Retirement plan sponsors should spend as much time developing an education policy statement as they do an investment policy statement, according to industry experts. Having a good communications plan in place can have a positive effect on employee retirement readiness, says Jeffrey Hemker, national sales manager for Invesco’s retirement division.
And while there are many companies that view plan communications as an obligation, rather than an opportunity, “you have to get past that and understand the value of a 401(k) plan. There is a lot of expense and time that goes into 401(k) plans, but not every sponsor sees the value it brings to employees or gets that concept across to them,” he says. “Part of the process is getting buy-in from plan sponsors about what are the key benefits for them and how they benefit from higher participation and people with higher account balances.”
If people don’t have enough money to retire, they will continue to work, which poses problems for some employers, including paying higher wages and having higher healthcare costs that come with an older workforce.
“We hear from plan sponsors that having an effective communications program is useful. We heard from our sponsors that 93% have seen communications be helpful and effective. It starts with being proactive in your communications,” says Blake Bostwick, chief operations officer for Transamerica.
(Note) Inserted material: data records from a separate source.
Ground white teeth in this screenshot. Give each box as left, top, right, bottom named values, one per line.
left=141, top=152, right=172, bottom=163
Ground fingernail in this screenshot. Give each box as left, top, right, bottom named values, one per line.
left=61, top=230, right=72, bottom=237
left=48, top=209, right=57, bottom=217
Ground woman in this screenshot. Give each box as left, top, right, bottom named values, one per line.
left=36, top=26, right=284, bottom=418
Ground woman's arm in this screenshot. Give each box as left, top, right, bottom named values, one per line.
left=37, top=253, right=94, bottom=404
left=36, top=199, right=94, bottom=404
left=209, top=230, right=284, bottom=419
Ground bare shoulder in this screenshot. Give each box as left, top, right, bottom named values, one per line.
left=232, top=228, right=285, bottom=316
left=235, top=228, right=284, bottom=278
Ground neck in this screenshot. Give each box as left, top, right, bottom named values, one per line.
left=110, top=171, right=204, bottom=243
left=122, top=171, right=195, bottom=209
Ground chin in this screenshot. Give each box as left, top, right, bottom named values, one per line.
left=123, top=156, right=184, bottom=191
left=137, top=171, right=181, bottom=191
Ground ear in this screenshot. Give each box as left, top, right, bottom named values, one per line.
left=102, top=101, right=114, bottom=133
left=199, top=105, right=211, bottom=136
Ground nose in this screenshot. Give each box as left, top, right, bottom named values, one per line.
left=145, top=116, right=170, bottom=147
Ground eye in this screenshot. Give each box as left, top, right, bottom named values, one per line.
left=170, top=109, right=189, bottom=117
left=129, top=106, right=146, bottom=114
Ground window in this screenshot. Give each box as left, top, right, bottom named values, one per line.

One way to get employees to buy into their workplace retirement plan is to have a written education policy statement that sets communications goals for the plan: What a company hopes to do and how they are going to accomplish it. Since plan vendors and companies both send out messages, they need to be consistent, says Hemker.
Transamerica introduced a model education policy statement in 2011 to help plan sponsors customize one for their own retirement plans.
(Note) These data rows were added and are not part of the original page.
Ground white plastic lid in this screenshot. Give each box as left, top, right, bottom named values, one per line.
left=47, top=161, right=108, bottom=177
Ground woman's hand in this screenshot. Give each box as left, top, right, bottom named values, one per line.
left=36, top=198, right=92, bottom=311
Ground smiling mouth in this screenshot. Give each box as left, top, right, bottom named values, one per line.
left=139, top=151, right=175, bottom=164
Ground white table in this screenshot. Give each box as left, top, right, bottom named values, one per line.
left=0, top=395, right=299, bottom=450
“It is a valuable plan management tool,” says Bostwick. It allows plans to document their employee education efforts from a fiduciary standpoint, but it also offers a blueprint for meeting the needs of all eligible employees.
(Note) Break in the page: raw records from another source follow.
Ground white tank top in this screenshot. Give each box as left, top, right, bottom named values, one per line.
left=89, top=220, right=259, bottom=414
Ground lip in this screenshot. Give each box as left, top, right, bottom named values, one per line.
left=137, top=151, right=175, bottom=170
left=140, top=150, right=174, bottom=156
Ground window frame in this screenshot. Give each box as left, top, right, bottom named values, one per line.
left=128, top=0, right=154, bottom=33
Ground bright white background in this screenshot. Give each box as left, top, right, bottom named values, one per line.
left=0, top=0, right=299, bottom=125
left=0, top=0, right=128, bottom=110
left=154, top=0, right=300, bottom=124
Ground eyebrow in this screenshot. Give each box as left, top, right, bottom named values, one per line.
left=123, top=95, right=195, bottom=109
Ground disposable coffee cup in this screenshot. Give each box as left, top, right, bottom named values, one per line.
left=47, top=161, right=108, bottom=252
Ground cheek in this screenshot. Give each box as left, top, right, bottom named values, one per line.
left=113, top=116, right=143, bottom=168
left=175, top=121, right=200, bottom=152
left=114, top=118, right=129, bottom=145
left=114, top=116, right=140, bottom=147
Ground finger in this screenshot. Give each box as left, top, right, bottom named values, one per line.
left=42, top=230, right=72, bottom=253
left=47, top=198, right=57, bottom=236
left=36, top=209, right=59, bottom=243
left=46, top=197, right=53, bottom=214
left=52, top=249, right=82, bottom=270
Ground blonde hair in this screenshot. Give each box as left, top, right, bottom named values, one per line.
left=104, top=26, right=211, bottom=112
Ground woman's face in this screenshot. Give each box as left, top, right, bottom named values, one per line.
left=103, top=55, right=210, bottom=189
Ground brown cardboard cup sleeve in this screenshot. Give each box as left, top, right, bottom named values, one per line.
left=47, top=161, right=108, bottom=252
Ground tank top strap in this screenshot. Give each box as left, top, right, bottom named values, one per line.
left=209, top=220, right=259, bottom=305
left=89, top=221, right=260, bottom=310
“You have to map out a strategy to set goals and track and measure those goals,” he says, adding that a good education policy statement will include a list of objectives and intended measurable results that will have an impact on employee retirement readiness, including participation rates, deferral rates, account balances and asset allocation.
It is up to the plan sponsor to sit down with their retirement plan vendor to discuss a consistent message. That means delving into groups of workers based on age, income and contribution rates and deciding how to specifically address the problems inherent in those groups.
“The only way that works is if you monitor and manage the results,” Hemker says.
Plan sponsors also need to re-evaluate all of the channels they use to communicate with plan participants. Email, paper, Facebook, Twitter, participant meetings and websites are all ways in which plans can communicate messages to their employees. Of course, companies can send all of the messages they want, but the challenge remains getting employees to read the messaging and respond somehow.
Most email messages will probably be read on a smartphone, says Hemker, so the message needs to be concise and include links to where a plan sponsor wants to direct participants’ attention – for instance, a page where they can take action on their account.
The subject line has to be enticing as well, or nobody will open the email.
The time of day the message is sent is also important, Hemker says. If you want employees to receive a specific message, 4 p.m. on a Friday is not the optimum time to send it. Mondays are generally bad, too, because most people are trying to catch up after the weekend. Tuesday mornings are a great time to send out plan communications, he believes.
“When I look around, everybody has a smart phone in hand and they are taking a look at it. It creates an opportunity from a communication and education standpoint that we didn’t have five years ago and we have to understand that and address that,” says Hemker.
If messages are tailored to the plan participants, it is not uncommon to see savings rates increase 3-7%, according to Bostwick.
Quote“In this new paradigm, we have to be digitally focused.”
“In this new paradigm, we have to be digitally focused. More and more employees at the plans are looking for better connectivity through digital means,” he says.
That has driven an increase in mobile apps. Transamerica developed a retirement app that allows plan participants to look at their retirement plan balances, check fund performance, their vested balance and retirement outlook. Participants can also input information about their finances and future goals and the app will project their future success, he adds.
Transamerica continues to find new avenues to provide education to employees. It produces posters with QR codes that can be placed strategically in company lunch or break rooms. Employees with smartphones can scan the codes and watch short engaging videos on various financial topics.
Most large plans – those with more than $50 million in plan assets – have an education policy statement in place.
“What we need to do is bring it down market, like everything else in the retirement world,” says Hemker. “I think we are seeing it come down market at this time. A lot is driven by advisers and platforms [that] understand that we need to make this successful.”
Quote“What we need to do is bring it down market, like everything else in the retirement world.”
Once an education policy statement is in place, it is up to the company to review it annually, semi-annually or quarterly. Most retirement plan platforms have the ability now to monitor how many emails are opened, how many people visit a website and what activity is taking place on a demographic basis.
The message companies should be sending to employees is that “anything you can save between now and retirement is only going to help you,” says Hemker. “Pay off your credit card debt. Don’t have that burden hanging over you.”
Many retirement tools out there send the wrong message, he adds. They ask employees what they want to do in retirement. Many focus on things like traveling around the world or shopping. But if a participant just wants to have enough money to live on, eat out occasionally and spend time with family, that requires a smaller income replacement rate than someone who wants to do things they don’t already do, like travel around the world.